期刊名称:International Journal of Distributed Sensor Networks
印刷版ISSN:1550-1329
电子版ISSN:1550-1477
出版年度:2019
卷号:15
期号:8
页码:1
DOI:10.1177/1550147719866140
出版社:Hindawi Publishing Corporation
摘要:In a multi-heterogeneous network with dense deployment and convergence environment, how to efficiently and reasonably allocate idle spectrum resources of the primary network to meet the diversified business demands of secondary users is a difficult problem. In this article, with the goal of maximizing the total transmission rate and minimizing the total cost, a dual-objective optimization mathematical model for network selection and idle spectrum allocation is established in the context of comprehensive consideration of the diversity of spectrum resource attributes and the diversification of secondary users’ business needs. Based on this, two kinds of technical paths to solve the complex network selection and spectrum allocation problem are applied in this article. The first is the simplification method. By preprocessing of objective function, constraint simplification, and standardization, the complex spectrum allocation problem is transformed into a standard form of the 01 programming problem, and the solution is obtained by an improved Hungarian algorithm. Second, an intelligent optimization algorithm named improved non-dominated sorting genetic algorithm II is proposed, which combines the interference constraints of the primary network and the service quality requirements of the secondary users into the objective value evaluation of non-dominated sorting, and corrects the chromosomes that do not meet the constraints.
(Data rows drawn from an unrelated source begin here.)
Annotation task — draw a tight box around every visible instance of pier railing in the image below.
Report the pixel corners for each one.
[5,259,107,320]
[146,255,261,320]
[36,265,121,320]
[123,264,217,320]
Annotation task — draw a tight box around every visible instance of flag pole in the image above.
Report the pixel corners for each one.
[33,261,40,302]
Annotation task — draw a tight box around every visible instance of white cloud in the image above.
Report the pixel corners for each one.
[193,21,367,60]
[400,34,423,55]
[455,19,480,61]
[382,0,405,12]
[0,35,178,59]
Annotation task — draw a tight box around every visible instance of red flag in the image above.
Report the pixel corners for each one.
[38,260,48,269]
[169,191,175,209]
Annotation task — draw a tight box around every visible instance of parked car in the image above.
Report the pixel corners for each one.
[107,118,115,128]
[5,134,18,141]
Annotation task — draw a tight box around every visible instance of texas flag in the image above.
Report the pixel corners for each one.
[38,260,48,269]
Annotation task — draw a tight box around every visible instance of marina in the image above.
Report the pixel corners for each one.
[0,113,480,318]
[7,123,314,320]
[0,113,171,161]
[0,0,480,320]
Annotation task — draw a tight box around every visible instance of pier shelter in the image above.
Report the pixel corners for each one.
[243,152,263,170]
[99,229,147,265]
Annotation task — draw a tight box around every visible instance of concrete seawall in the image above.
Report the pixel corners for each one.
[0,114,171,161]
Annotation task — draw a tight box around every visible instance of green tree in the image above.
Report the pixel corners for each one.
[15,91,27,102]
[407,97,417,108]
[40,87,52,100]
And then makes a decision selection on the optimal solution set to select a compromise solution. Finally, methods proposed in this article are compared with the multi-objective artificial bee colony algorithm through experiments. Experimental results show that the simplified method has higher efficiency, and the improved non-dominated sorting genetic algorithm II can get higher transmission rate, especially the transmission rate–priority strategy.